Ella se le acercó, con la pistola firme en la mano, haciendo retroceder a Ben. Luego dirigió el arma hacia Vickie.

—Algunas cosas no son bonitas, Vickie —dijo dulcemente. La sonrisa se fue borrando de sus labios poco a poco—. Una de ellas es tratar de quitarle el esposo a una mujer —dijo en voz alta y clara—. ¡Si no lo sabías lo aprenderás antes de marcharte!

Con un movimiento rápido y nervioso se volvió hacia Ben, lo empujó con la pistola y lo hizo entrar en el vestíbulo. Luego cerró la puerta con llave. Vickie estaba de pie junto al sofá cuando Mary Lou puso la pistola sobre la mesa, al lado de sus guantes. Un segundo después se había acercado para empuñar un mechón del pelo de Vickie. Esta, gritando, luchó a su vez con todas sus fuerzas. El sombrerito con velo de Mary Lou voló a través de la habitación y su vestido ajustado se desgarró en los hombros. Su cabellera, cuidadosamente peinada, cayó sobre su rostro. Ahora estaban luchando como dos pilletes, desgarrándose las ropas una a la otra. Vickie se puso a llorar cuando vio que su vestido de lana negra caía hecho jirones; entonces se aferró salvajemente a la ropa de Mary Lou hasta que no encontró nada más para romper. Mary Lou tiraba del cabello de Vickie con ambas manos y Vickie hundía sus dientes en la carne del hombro de Mary Lou. Las dos mujeres gritaban de dolor cuando Ben logró romper el cerrojo y se les acercó. Tuvo que introducirse sobre ellas a fuerza de hombros para poder separarlas; después mantuvo aparte a las llorosas mujeres abriendo los brazos todo lo que le era posible.
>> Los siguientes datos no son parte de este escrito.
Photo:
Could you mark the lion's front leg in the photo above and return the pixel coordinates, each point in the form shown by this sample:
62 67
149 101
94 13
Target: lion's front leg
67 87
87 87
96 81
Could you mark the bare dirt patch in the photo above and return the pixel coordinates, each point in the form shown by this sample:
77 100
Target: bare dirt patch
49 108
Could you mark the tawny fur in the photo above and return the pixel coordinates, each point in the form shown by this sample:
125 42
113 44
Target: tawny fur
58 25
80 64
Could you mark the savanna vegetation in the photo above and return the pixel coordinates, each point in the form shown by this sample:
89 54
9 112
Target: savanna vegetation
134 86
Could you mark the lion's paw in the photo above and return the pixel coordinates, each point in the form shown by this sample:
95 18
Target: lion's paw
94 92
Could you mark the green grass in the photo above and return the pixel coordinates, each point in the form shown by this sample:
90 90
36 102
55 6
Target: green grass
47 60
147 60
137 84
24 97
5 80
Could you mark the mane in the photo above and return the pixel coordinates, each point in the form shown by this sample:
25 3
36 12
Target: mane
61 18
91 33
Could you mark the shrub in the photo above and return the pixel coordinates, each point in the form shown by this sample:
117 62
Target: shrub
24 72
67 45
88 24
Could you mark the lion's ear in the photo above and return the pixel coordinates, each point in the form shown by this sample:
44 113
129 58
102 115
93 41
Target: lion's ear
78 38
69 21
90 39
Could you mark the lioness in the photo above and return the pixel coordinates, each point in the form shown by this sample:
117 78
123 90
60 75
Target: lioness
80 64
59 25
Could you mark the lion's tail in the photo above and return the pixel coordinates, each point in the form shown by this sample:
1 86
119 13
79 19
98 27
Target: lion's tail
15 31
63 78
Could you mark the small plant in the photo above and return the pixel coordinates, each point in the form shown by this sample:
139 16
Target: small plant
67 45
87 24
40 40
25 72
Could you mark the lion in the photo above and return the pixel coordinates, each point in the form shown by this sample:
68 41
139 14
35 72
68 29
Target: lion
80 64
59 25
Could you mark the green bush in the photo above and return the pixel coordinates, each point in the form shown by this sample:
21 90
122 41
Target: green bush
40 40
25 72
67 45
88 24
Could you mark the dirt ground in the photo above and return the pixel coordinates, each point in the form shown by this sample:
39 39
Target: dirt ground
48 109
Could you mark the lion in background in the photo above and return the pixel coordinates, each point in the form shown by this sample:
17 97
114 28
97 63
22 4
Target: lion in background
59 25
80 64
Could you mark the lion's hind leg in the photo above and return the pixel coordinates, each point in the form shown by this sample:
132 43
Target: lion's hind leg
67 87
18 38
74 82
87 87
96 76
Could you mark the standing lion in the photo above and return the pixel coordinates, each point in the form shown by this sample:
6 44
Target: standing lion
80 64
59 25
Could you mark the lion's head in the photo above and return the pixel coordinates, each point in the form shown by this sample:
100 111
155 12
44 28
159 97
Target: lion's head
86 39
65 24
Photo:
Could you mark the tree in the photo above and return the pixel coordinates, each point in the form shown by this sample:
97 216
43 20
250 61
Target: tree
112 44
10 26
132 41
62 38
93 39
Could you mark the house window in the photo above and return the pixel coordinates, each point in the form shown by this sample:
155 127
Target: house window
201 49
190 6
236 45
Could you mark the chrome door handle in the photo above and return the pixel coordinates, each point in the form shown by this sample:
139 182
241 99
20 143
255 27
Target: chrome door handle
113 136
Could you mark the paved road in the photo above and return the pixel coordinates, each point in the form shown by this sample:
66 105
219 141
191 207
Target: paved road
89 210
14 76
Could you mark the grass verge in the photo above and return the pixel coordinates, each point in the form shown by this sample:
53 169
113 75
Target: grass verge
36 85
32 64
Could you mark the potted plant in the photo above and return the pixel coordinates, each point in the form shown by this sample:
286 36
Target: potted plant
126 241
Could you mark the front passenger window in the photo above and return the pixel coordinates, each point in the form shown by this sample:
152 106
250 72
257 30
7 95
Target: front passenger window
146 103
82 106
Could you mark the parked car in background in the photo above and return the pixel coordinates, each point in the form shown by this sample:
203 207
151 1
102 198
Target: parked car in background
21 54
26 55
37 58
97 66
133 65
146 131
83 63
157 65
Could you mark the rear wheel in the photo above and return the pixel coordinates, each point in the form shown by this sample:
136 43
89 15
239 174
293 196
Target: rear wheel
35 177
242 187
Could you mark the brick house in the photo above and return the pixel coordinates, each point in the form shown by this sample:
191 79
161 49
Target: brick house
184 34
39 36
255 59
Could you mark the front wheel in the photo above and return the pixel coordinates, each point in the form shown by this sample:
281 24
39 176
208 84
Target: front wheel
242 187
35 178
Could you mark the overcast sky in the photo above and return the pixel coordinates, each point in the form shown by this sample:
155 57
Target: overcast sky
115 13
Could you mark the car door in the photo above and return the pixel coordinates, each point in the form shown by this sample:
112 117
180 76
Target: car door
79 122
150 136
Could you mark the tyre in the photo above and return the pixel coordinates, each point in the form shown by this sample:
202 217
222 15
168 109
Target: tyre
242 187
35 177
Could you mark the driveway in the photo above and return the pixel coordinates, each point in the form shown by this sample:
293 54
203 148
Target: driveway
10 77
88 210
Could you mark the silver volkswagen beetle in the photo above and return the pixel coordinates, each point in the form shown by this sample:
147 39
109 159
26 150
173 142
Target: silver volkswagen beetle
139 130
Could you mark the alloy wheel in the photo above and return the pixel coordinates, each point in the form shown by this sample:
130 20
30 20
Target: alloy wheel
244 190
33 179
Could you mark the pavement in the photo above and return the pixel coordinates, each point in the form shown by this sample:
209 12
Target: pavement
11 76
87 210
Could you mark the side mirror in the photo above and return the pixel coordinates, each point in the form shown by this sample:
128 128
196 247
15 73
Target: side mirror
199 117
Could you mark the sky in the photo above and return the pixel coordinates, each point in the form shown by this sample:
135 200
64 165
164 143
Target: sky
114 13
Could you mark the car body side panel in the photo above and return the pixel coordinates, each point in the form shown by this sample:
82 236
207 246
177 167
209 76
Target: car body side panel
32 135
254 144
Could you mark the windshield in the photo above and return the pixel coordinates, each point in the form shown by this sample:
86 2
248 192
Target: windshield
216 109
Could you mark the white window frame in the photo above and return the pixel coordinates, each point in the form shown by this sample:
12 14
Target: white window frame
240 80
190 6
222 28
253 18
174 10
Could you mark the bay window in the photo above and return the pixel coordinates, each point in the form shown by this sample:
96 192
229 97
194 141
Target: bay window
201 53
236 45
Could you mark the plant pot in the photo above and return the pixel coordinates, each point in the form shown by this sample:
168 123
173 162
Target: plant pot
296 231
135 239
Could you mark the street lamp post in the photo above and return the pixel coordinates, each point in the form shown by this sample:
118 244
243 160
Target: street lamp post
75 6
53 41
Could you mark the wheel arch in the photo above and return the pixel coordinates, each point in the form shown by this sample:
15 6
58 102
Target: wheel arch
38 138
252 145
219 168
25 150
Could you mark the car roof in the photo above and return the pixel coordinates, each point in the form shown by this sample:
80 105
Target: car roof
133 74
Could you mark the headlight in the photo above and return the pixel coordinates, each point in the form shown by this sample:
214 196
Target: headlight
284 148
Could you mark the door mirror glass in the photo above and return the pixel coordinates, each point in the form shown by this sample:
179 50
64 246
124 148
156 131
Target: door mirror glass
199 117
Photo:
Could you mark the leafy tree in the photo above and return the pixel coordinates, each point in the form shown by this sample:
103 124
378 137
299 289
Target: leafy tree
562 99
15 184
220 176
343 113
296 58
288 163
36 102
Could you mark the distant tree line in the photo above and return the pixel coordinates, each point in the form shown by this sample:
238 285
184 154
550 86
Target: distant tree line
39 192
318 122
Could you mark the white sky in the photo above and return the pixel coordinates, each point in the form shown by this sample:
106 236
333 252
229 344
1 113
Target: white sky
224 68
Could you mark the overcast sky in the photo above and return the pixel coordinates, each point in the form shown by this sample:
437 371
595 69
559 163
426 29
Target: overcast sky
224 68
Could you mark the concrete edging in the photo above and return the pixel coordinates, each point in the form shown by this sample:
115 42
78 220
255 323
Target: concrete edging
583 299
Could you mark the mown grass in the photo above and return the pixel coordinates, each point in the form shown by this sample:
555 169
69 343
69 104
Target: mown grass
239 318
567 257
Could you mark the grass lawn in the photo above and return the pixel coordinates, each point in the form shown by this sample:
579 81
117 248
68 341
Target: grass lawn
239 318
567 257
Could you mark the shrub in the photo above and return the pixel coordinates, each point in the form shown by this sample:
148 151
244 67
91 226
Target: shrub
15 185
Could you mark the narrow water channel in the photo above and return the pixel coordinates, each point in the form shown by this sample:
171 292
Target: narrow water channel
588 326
Mientras se preguntaba qué debía hacer ahora, Mary Lou se desplomó exhausta en el suelo. Vickie retrocedió y se puso a buscar, sollozando, sus ropas. Ben fue hasta el armario y le trajo un impermeable. Cuando se acercó para echárselo sobre los hombros, ella sostenía en una mano un pedazo de su traje negro nuevo y continuaba sollozando intermitentemente. Ben la condujo hasta la puerta de calle, la hizo salir y volvió apresuradamente junto a su esposa. Mary Lou lloraba aún cuando él la alzó del suelo y la llevó hasta el diván. Después se sentó a su lado y contempló gravemente los jirones de ropas diseminados por la habitación.